1 Introduction

Deformable registration computes a dense correspondence between two images, and is fundamental to many medical image analysis tasks. Traditional methods solve an optimization over the space of deformations, such as elastic-type models [4], B splines [25], dense vector fields [27], or discrete methods [8, 12]. Constraining the allowable transformations to diffeomorphisms ensures certain desirable properties, such as preservation of topology. Diffeomorphic transforms have seen extensive methodological development, yielding state-of-the-art tools, such as LDDMM [6, 29], DARTEL [2], and SyN [3]. However, these tools often demand substantial time and computational resources for a given image pair.

Recent methods have proposed to train neural networks that map a pair of input images to an output deformation. These approaches usually require ground truth registration fields, often derived via more conventional registration tools, which can introduce a bias and necessitate significant preprocessing [23, 26, 28]. Some preliminary papers [9, 18] explore unsupervised strategies that build on the spatial transformer network [15], but are only demonstrated with constrained deformation models such as affine or small displacement fields. Furthermore, they have only been validated on limited volumes, such as 3D patches or 2D slices. A recent paper avoids these pitfalls, but still does not provide topology-preserving guarantees or probabilistic uncertainty estimates, which yield meaningful information for downstream image analysis [5].

In this paper we present a formulation for registration as conducting variational inference on a probabilistic generative model. This framework naturally results in a learning algorithm that uses a convolutional neural network with an intuitive cost function. We introduce novel diffeomorphic integration layers combined with a transform layer to enable unsupervised end-to-end learning for diffeomorphic registration. We present extensive experiments, demonstrating that our algorithm achieves state of the art registration accuracy while providing diffeomorphic deformations, fast runtime and estimates of registration uncertainty.

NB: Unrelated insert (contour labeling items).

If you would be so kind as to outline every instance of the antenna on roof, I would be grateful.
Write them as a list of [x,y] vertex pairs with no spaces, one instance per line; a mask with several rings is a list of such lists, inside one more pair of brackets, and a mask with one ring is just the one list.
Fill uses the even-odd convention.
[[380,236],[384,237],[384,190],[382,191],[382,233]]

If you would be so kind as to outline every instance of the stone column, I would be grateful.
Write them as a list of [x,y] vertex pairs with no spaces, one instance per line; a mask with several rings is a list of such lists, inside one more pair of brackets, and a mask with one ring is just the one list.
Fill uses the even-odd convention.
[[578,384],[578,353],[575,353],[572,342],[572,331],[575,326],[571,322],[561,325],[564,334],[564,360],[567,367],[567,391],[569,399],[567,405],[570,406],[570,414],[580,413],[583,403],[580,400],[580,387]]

1.1 Diffeomorphic Registration

Although the method presented in this paper applies to a multitude of deformable representations, we choose to work with diffeomorphisms, and in particular with a stationary velocity field representation [2]. Diffeomorphic deformations are differentiable and invertible, and thus preserve topology. Let \(\varvec{\phi }: R^3 \rightarrow R^3\) represent the deformation that maps the coordinates from one image to coordinates in another image. In our implementation, the deformation field is defined through the following ordinary differential equation (ODE):

$$\begin{aligned} \frac{\partial \varvec{\phi }^{(t)}}{\partial t} = \varvec{v}(\varvec{\phi }^{(t)}) \end{aligned}$$
(1)

where \(\varvec{\phi }^{(0)} = Id\) is the identity transformation and t is time. We integrate the stationary velocity field \(\varvec{v}\) over \(t=[0,1]\) to obtain the final registration field \(\varvec{\phi }^{(1)}\).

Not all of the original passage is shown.